Cathulhu-Graffitti©Anna Holub 2021
Machandel Verlag Haselünne
Charlotte Erpenbeck
Cover-Bild: luckyway / shutterstock.com
Illustrationen: Anna HOlub
1. Auflage Juni 2021
ISBN 978-3-95959-314-4
1. Nice Work If You Can Get It
Cathulhu ChaseDie Reichen träumen von Liebe, die Armen träumen von Geld. Wovon ich in meinen whiskygetränkten Nächten träume, weiß ich nicht. Aber generell nicht von Damen in enganliegenden Kleidern, die plötzlich an die Tür meines Luftschiffs klopfen.
Also kann es wohl kein Traum sein, beschließe ich. Ich rücke meine Fliege gerade, stehe vom Sofa auf und schlüpfe in meine Anzugjacke.
Das Klopfen an der Eingangstür wird lauter. Ich begutachte den Sitz meines Anzugs im Spiegel und fahre mir mit einer benetzten Pfote über den Kopf, um mein Fell behelfsmäßig geschniegelt aussehen zu lassen. Es ist ja nicht so, als ob ich den Anschein erwecken will, in meinem Büro geschlafen zu haben – auch wenn das seit ein paar Wochen sehr wohl der Fall ist.
Dann öffne ich die Tür und sehe von der Dame zum ersten Mal mehr als einen Schattenriss durch das Milchglas.
Meine sonst so professionelle Miene droht für einen Moment zu verschwinden und mit meiner Kinnlade in die Tiefen der Häuserschluchten zu stürzen. Aber ich beherrsche mich gerade noch.
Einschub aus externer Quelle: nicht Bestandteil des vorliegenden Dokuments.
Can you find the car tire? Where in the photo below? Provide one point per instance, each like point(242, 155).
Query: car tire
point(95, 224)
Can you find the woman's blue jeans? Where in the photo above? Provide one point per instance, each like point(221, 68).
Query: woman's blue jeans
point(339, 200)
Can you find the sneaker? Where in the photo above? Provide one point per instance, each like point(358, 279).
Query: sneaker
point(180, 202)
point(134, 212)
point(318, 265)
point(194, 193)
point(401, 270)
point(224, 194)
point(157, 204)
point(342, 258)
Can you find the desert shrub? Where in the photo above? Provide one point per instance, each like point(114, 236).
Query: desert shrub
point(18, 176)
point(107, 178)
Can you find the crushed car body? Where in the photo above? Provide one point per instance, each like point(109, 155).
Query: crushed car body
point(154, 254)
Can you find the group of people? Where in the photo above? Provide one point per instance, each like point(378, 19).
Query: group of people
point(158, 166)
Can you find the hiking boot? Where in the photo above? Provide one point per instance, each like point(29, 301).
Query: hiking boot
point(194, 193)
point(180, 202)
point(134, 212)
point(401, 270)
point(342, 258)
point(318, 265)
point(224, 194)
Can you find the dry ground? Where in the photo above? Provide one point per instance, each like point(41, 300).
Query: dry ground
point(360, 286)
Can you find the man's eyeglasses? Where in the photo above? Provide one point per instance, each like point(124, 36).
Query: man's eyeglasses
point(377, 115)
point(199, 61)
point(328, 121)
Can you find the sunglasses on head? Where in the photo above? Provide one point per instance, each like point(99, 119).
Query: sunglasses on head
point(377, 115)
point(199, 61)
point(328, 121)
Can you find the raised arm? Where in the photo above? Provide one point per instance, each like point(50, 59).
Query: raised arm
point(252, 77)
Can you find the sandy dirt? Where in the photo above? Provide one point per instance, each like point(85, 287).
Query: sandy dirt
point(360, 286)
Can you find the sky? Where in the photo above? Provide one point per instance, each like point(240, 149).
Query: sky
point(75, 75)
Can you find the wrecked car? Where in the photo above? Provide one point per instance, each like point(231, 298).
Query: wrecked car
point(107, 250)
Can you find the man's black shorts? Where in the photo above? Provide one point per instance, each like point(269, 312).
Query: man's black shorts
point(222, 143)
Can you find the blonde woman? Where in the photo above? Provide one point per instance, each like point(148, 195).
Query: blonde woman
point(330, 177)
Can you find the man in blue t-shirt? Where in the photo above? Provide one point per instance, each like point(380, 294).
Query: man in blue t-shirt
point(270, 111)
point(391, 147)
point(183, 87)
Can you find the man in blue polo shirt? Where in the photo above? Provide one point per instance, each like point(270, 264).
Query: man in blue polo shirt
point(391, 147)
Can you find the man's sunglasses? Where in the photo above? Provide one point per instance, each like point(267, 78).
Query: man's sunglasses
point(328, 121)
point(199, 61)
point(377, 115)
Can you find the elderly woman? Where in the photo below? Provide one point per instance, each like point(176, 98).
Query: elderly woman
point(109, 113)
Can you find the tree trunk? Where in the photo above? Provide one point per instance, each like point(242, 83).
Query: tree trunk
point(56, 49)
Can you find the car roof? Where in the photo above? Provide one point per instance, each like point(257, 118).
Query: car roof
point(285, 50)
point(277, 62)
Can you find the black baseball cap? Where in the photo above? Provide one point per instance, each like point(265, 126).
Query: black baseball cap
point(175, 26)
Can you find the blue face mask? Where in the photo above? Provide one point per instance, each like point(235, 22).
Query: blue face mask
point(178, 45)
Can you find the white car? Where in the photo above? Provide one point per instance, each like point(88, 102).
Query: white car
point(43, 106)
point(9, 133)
Die Katze, die vor meiner Tür steht, ist nicht nur attraktiv, sie ist eine Bombe!
Und noch dazu rothaarig. Meine Lieblingsfarbe.
Das Kleid der Dame ist in jenem eleganten Grün, weder zu dunkel noch zu hell, welches das Rot ihres Fells am besten in Szene zu setzen vermag. Ihre Schnurrhaare wie auch ihr halblanges Fell sind exquisit coiffiert – vom Kopf bis zur Schwanzspitze. In der untersten Ecke der perfekt regelmäßigen Dreiecke ihrer Ohren glitzern Diamanten und eine Perlenkette schmiegt sich um ihren Hals. Die Dame weiß sich einzukleiden, und sie hat das Geld dafür. Verheiratet – sie muss es sein, denn wenige Katzen ihres Standes und Alters sind noch unverheiratet, und die meisten davon würde ich aus den Boulevardzeitungen erkennen – doch sie trägt keinen Ehering. Interessant. Und gefährlich, setzt mein inneres Stimmchen hinzu, dem ich immer noch vertrauen kann.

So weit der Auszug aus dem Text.